We searched major electronic bibliographic databases, U.S. Food and Drug Administration reviews, trial registries, and research grant databases up to November 2011 to find randomized studies published in English that examined drugs for urgency UI on continence, improvements in UI, and treatment discontinuation due to harms.
We fitted fixed and random effects models in frequentist and Bayesian frameworks. In a hierarchical model of eight treatments, we separately analyzed one safety and two efficacy outcomes. We produced Bayesian and frequentist treatment ranks and odds ratios (and associated measures of uncertainty) across all bivariate treatment comparisons. We also calculated the number needed to treat (NNT) to achieve continence or avoid harms from pooled absolute risk differences.

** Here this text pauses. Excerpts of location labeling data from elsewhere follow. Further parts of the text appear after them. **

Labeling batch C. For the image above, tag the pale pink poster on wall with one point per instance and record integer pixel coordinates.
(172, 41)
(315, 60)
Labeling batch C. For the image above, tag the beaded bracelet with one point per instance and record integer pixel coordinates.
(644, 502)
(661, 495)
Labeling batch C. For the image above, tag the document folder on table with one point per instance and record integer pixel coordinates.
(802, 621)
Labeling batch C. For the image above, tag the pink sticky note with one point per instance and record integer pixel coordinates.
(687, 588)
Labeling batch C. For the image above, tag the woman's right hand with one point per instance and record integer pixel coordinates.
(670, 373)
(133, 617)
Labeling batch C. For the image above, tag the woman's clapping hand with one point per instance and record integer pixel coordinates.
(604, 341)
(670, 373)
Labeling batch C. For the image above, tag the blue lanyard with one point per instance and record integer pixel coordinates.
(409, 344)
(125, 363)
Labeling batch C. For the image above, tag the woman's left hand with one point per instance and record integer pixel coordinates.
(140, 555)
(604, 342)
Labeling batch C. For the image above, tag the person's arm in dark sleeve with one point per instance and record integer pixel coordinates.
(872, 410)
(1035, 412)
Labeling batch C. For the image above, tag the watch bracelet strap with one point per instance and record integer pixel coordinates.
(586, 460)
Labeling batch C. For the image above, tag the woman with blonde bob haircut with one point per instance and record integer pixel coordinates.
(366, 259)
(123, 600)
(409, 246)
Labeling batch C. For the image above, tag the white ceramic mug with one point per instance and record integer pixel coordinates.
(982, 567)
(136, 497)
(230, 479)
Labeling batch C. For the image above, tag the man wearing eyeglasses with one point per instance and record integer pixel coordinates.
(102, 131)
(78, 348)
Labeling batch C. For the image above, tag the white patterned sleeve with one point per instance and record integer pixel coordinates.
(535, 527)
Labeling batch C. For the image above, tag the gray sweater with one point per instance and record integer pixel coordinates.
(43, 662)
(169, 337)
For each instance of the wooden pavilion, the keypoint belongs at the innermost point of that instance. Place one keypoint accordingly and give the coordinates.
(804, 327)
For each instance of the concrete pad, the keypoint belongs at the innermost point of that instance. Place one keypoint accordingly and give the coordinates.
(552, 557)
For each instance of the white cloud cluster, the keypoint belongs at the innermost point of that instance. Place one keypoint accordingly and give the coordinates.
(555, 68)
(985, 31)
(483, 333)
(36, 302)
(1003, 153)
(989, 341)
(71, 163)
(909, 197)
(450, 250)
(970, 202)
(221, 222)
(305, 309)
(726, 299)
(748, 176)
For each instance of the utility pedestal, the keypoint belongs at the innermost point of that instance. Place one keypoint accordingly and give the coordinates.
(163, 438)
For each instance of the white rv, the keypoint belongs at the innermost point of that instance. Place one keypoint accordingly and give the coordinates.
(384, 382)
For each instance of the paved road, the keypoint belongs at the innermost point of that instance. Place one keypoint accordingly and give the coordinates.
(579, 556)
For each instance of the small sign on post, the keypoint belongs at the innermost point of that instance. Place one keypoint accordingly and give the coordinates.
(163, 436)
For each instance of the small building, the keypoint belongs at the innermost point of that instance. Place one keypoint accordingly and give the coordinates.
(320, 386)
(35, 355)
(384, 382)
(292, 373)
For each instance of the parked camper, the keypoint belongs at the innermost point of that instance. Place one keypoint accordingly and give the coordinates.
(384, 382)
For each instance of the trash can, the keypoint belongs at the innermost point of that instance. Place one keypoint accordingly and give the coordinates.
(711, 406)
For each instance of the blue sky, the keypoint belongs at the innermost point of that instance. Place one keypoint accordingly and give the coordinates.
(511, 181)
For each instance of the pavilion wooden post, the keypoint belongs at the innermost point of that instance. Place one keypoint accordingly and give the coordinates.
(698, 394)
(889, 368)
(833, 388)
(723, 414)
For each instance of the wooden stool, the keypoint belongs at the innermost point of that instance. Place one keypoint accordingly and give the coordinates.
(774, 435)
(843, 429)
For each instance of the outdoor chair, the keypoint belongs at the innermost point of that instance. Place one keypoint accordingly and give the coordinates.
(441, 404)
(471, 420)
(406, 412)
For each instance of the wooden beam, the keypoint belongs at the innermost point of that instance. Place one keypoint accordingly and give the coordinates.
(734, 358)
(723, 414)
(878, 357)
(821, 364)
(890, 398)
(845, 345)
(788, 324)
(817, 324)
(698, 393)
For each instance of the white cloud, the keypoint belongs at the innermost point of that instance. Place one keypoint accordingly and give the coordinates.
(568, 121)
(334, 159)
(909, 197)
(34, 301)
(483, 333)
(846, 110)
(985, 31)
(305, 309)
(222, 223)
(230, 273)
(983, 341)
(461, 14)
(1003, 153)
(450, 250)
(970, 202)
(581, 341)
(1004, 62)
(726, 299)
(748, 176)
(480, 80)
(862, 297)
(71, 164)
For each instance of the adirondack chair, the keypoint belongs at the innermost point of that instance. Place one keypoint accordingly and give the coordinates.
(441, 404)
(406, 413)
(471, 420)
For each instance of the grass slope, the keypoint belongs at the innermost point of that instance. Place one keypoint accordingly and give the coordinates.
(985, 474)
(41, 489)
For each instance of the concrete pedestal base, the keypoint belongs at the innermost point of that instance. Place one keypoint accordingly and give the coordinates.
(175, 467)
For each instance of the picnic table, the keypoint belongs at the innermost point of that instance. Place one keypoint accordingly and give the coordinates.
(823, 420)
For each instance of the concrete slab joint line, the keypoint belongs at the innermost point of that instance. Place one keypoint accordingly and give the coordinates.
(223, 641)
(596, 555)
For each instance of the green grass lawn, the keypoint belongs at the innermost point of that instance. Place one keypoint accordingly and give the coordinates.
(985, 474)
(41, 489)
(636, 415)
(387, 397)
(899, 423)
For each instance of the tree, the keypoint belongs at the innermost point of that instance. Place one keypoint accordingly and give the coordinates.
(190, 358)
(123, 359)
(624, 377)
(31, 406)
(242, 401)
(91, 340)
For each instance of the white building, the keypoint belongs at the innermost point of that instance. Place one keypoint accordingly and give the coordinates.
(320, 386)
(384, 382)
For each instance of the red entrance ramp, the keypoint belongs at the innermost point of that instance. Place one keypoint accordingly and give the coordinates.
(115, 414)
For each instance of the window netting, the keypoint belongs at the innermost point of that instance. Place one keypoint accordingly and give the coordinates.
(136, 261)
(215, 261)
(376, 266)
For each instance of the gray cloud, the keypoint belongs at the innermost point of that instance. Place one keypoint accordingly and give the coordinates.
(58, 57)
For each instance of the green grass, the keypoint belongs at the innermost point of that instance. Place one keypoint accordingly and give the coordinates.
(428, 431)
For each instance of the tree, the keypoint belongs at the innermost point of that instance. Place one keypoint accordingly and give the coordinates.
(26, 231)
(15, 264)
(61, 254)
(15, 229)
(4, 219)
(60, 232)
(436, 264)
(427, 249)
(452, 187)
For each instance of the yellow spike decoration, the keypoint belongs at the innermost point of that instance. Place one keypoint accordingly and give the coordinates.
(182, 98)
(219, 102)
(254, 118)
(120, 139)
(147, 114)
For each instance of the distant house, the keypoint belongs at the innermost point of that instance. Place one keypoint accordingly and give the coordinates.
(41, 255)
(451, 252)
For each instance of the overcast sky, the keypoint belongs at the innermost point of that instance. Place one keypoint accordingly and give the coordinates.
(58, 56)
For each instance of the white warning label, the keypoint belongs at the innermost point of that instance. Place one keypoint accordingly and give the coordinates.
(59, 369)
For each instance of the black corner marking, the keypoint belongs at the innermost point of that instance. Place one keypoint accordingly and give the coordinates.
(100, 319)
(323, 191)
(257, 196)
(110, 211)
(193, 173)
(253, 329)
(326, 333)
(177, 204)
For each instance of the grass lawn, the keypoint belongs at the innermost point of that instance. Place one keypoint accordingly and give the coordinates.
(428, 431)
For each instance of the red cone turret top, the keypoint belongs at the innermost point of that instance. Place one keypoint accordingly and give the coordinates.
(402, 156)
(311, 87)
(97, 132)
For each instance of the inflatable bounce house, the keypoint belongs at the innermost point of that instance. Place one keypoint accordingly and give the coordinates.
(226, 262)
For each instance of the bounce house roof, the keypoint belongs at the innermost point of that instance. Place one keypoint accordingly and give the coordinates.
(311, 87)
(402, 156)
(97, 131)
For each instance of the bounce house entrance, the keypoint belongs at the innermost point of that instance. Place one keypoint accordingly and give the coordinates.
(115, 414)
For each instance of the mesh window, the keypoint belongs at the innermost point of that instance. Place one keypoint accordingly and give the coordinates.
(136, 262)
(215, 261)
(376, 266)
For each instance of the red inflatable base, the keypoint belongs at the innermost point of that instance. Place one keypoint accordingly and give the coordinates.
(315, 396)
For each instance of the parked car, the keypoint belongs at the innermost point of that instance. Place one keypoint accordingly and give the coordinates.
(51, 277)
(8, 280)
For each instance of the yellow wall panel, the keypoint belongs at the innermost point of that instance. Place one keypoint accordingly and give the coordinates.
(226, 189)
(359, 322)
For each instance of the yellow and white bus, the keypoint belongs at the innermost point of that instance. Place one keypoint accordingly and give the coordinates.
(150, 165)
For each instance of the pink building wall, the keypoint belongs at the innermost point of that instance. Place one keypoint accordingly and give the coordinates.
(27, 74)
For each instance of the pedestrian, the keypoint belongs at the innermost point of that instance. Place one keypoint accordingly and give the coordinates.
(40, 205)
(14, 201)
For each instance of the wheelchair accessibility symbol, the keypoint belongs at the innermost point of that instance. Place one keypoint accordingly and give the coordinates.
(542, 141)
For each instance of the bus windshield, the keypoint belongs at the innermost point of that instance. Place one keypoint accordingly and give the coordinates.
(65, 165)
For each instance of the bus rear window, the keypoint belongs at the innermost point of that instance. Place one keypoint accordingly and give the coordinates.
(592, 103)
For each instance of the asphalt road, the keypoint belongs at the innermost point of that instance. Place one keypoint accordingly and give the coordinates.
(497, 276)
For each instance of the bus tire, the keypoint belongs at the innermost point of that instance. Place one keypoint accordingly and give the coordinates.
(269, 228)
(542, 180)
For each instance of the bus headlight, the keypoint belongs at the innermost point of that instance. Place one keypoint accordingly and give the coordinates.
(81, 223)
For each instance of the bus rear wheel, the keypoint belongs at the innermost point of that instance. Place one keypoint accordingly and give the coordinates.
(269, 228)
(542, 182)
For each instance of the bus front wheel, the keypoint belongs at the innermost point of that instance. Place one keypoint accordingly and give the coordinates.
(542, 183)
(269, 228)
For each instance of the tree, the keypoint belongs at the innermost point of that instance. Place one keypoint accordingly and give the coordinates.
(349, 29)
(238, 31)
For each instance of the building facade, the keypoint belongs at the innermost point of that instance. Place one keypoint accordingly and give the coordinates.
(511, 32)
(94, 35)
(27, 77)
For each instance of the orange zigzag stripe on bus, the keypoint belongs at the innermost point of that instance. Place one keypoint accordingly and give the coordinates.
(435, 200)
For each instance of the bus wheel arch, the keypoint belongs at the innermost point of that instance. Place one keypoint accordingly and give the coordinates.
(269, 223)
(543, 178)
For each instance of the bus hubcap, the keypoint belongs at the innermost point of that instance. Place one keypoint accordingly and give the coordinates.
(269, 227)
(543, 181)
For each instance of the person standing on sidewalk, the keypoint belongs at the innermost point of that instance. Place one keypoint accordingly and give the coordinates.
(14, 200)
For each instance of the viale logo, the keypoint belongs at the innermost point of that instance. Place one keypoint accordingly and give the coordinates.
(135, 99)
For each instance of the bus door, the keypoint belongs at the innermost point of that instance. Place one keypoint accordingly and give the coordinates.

While frequentist and Bayesian analyses produced broadly comparable odds ratios of safety and efficacy, the Bayesian method's ability to deliver the probability that any treatment is best, or among the top two such treatments, offered a more meaningful clinical interpretation. In our study, two drugs emerged as attractive because while neither had any significant chance of being among the least safe drugs, both had greater than 50 percent chances of being among the top three drugs in terms of Best12 probability for one of the efficacy endpoints.
Bayesian methods are more flexible and their results more clinically interpretable but require more careful development and specialized software.